Die Gesetzeslage, die die Enteignung von Land im Interesse der ZEDE regelte, trägt dazu bei, ihre Wirtschaft zu destabilisieren und potenziell noch mehr Communities in den Abgrund zu führen. Unterdessen ist die US-Regierung in die zwiespältigen Entwicklungen, die in Honduras erfolgen, verwickelt. Senatoren und politische Entscheidungsträger aus den USA argumentieren, dass eine stabile Investitionslandschaft unerlässlich für den Fortschritt und das wirtschaftliche Wachstum in Honduras sei. Einige fordern die Biden-Administration auf, sich in den Rechtsstreit einzubringen, um die Interessen der Investoren zu schützen und die Chancen auf ausländische Investitionen aufrechtzuerhalten. Die Arenen des Rechts sind geprägt von politischen, sozialen und wirtschaftlichen Dimensionen.
Es ist eine brutale Realität, wenn Anleger versuchen, auf durchsetzungsstarken Druck sowohl innerhalb der nationalen als auch internationalen Rechtsordnungen zu bestehen, während die honduranische Gesellschaft mit ihren eigenen Machtspielen und den Voraussetzungen des Überlebens kämpft. Die Fragilität der honduranischen Gesellschaft wird weiter auf die Probe gestellt, wenn internationale Akteure den Willen und die Rechte der Bürger mit milliardenschweren Klagen intolerabel unterdrücken. Konflikte wie diese sind das Ergebnis eines großflächigen Missbrauchs wirtschaftlicher Macht und eines Lacks an öffentlicher Kontrolle über ausländische Kreditgeber, wobei oft die eigenen gesetzlichen Bestimmungen ignoriert werden. Für viele graue Stimmen in Crawfish Rock und darüber hinaus bedeutet das ein besorgniserregendes Zeichen für die Verletzungen grundlegender Menschenrechte im Namen der wirtschaftlichen Entwicklung.

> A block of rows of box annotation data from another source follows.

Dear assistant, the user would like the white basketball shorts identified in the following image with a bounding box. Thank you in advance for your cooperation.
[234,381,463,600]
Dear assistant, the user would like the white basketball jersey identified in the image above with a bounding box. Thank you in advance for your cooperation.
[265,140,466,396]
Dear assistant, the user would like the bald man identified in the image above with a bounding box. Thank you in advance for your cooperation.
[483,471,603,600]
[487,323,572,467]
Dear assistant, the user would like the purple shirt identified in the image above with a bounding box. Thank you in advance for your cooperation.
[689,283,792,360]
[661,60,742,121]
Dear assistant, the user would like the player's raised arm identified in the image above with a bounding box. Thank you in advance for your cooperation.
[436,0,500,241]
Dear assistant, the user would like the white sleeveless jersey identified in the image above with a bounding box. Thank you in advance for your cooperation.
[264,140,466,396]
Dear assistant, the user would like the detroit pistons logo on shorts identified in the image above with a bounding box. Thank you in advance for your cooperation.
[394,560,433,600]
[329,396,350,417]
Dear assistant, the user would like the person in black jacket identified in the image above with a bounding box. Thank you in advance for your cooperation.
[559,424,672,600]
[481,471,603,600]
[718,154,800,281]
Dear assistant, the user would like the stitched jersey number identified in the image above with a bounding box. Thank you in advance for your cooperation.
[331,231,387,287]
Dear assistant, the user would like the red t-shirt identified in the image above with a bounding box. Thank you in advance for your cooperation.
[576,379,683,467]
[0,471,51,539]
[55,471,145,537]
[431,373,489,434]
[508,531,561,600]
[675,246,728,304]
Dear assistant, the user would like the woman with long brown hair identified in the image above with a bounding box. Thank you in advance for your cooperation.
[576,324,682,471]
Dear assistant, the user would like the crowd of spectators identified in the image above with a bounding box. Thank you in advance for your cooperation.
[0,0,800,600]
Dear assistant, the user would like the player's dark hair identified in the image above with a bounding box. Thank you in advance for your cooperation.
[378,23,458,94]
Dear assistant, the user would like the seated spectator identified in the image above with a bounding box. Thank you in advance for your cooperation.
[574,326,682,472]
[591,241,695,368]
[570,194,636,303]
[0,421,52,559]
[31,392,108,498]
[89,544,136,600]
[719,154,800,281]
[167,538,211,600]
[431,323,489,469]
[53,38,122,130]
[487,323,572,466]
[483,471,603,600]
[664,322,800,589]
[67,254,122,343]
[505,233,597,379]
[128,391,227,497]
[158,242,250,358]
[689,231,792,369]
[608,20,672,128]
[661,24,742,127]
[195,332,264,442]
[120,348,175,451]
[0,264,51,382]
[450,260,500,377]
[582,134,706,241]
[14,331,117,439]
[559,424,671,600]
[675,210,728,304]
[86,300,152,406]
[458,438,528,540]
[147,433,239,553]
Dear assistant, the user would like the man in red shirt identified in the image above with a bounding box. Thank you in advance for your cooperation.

Die Zukunft von Honduras hängt nun an einem seidenen Faden, der über das internationale Rechtssystem gespannt ist.
Das Ergebnis wird nicht nur das ökonomische Überleben des Landes beeinflussen, sondern auch die sozialen Strukturen und die Fähigkeit der Menschen, sich gegen die Kräften durchzusetzen, die ihr Schicksal dominieren. Die Kluft zwischen den Interessen internationaler Investoren und der honduranischen Bevölkerung könnte nicht größer sein, und dieses Ringen um Ressourcen und Anerkennung wird eine Generation prägen.